CINEMA ATUAL

21/08/2012

(o brasileiro sem dúvida, mas não só)

 

Li essa crítica de Raymond Berner sobre Jean Vigo e seu filme L’Atalante (que na época foi lançado com o título de Le Chaland Qui Passe por razões comerciais) no livro de Paulo Emílio. É um desses textos que podem ser aplicados a qualquer época. De forma muito simples ele fala da nossa maneira de nos relacionar com a arte (seus mistérios), de como acreditamos que ela deva se submeter a um ideal de perfeição que no fundo esconde a caretice instaurada nas nossas posições perante o mundo e, lógico, perante a arte.

 

Me parece que a situação de L’Atalante e a recepção que teve na época não é tão distante da nossa situação atual e da recepção dos filmes feitos por realizadores em seus primeiros longas. Acho que o texto do Berner deixa bem claro o que penso.

 

Ele começa assim:

 

Ora, meu Deus, não é uma obra-prima. Mas nem Chaplin, nem Lubitsch, nem Feyder realizaram uma obra-prima em seu terceiro filme ou, se preferirem, na sua primeira grande produção. E este é mesmo o drama dos jovens de hoje: eles não têm o direito de errar. Antigamente o público, menos educado, menos exigente, sabia se contentar com um mais ou menos: hoje, repleto de uma perfeição mais aparente que real, perfeição na mediocridade, já não admite certo ar de incoerência que às vezes não passa da expressão de um talento não totalmente maduro. Le Chaland Qui Passe, já que temos de chama-lo pelo seu novo nome, é um filme em que o talento explode a todo instante, de um jeito imprevisto, violento, desconcertante. O público fica desorientado por não encontrar ali a atmosfera fácil e perfumada na qual se move sem esforço. E vaia tontamente…

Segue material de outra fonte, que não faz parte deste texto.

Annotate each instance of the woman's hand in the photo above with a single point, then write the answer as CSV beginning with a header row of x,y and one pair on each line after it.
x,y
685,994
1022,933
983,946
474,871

Houve quem só quisesse enxergar as atrapalhações meio pesada de algumas cenas, a falta de coesão do filme. Os defeitos existem, é incontestável, mas serão assim tão graves que tenhamos de condenar o todo sem apelação?

 

E aí ele termina com:

 

Esperemos que Jean Vigo filme em breve uma nova fita, na qual possa mostrar todas as suas qualidades, firmadas pela experiência.

 

Hoje sabemos que L’Atalante foi o último filme de Vigo e que, ainda assim, isso não impediu que ele (a posteridade) proclamasse seu lugar na história do cinema.

Não quero dizer que há Vigos em potencial entre os jovens realizadores aqui no Brasil. O que quero dizer é que a recepção dos filmes revela sempre mais de nós mesmos que dos filmes.

Por isso, lhes imploro humildemente (espectadores, historiadores, críticos, curadores, jornalistas e a quem mais interessar): não esperem dos filmes a perfeição, a clareza e a adequação, pois não é disso que eles são feitos.

Esperem sim que eles sejam excessivos, desajeitados, impulsivos, pulsantes, inacessíveis, incertos, tateantes, revoltados, instáveis, sensíveis, brutos…

E tenham a certeza de que aí também mora a poesia.